Re: logical replication worker accesses catalogs in error context callback

From: Bharath Rupireddy <bharath(dot)rupireddyforpostgres(at)gmail(dot)com>
To: Amit Kapila <amit(dot)kapila16(at)gmail(dot)com>
Cc: Zhihong Yu <zyu(at)yugabyte(dot)com>, Masahiko Sawada <sawada(dot)mshk(at)gmail(dot)com>, Andres Freund <andres(at)anarazel(dot)de>, PostgreSQL-development <pgsql-hackers(at)postgresql(dot)org>, Peter Eisentraut <peter_e(at)gmx(dot)net>, Petr Jelinek <petr(at)2ndquadrant(dot)com>, Alvaro Herrera <alvherre(at)alvh(dot)no-ip(dot)org>
Subject: Re: logical replication worker accesses catalogs in error context callback
Date: 2021-02-05 06:38:43
Message-ID: CALj2ACWRUYJDCsAA-yRJuROYwEo_tRSsGpGcNcFA=eyiTvBjnQ@mail.gmail.com
Views: Raw Message | Whole Thread | Download mbox | Resend email
Thread:
Lists: pgsql-hackers

On Thu, Feb 4, 2021 at 5:42 PM Amit Kapila <amit(dot)kapila16(at)gmail(dot)com> wrote:
> > Thanks Amit. I verified it with gdb. I attached gdb to the logical
> > replication worker. In slot_store_data's for loop, I intentionally set
> > CurrentTransactionState->state = TRANS_DEFAULT,
> >
>
> What happens if you don't change CurrentTransactionState->state?

Just a refresher - the problem we are trying to solve with the 2
patches proposed in this thread [1] is that the error callbacks
shouldn't be accessing system catalogues because the txn might be
broken by then or another error can be raised in system catalogue
access paths (if we have a cache miss and access the catalogue table
from the disk). So the required information that's needed in the error
callback is to be filled in the function that register the callback.

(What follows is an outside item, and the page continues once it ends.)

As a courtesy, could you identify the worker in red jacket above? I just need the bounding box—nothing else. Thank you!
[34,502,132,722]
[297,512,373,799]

Now, coming to testing the patches: I tried to use the error callback
when we are outside of the xact. For 0001patch i.e.
slot_store_error_callback, I called it after the
apply_handle_commit_internal in apply_handle_commit. The expectation
is that the patches proposed in this thread [1], should just be usable
even outside of the xact.

HEAD: The logical replication worker crashes at
Assert(IsTransactionState() in SearchCatCacheInternal. See [2] for the
testing patch that's used.

Patched: The testing DEBUG message gets printed in the subscriber
server log and no crash happens. See [3] for the testing patch that's
used.
2021-02-05 12:02:32.340 IST [2361724] DEBUG: calling slot_store_error_callback
2021-02-05 12:02:32.340 IST [2361724] CONTEXT: processing remote data
for replication target relation "public.t1" column "a1", remote type
remote_test_type, local type local_test_type

Similarly, the 0002 patch in [1] which is avoiding system catalogues
in conversion_error_callback postgres_fdw can also be tested.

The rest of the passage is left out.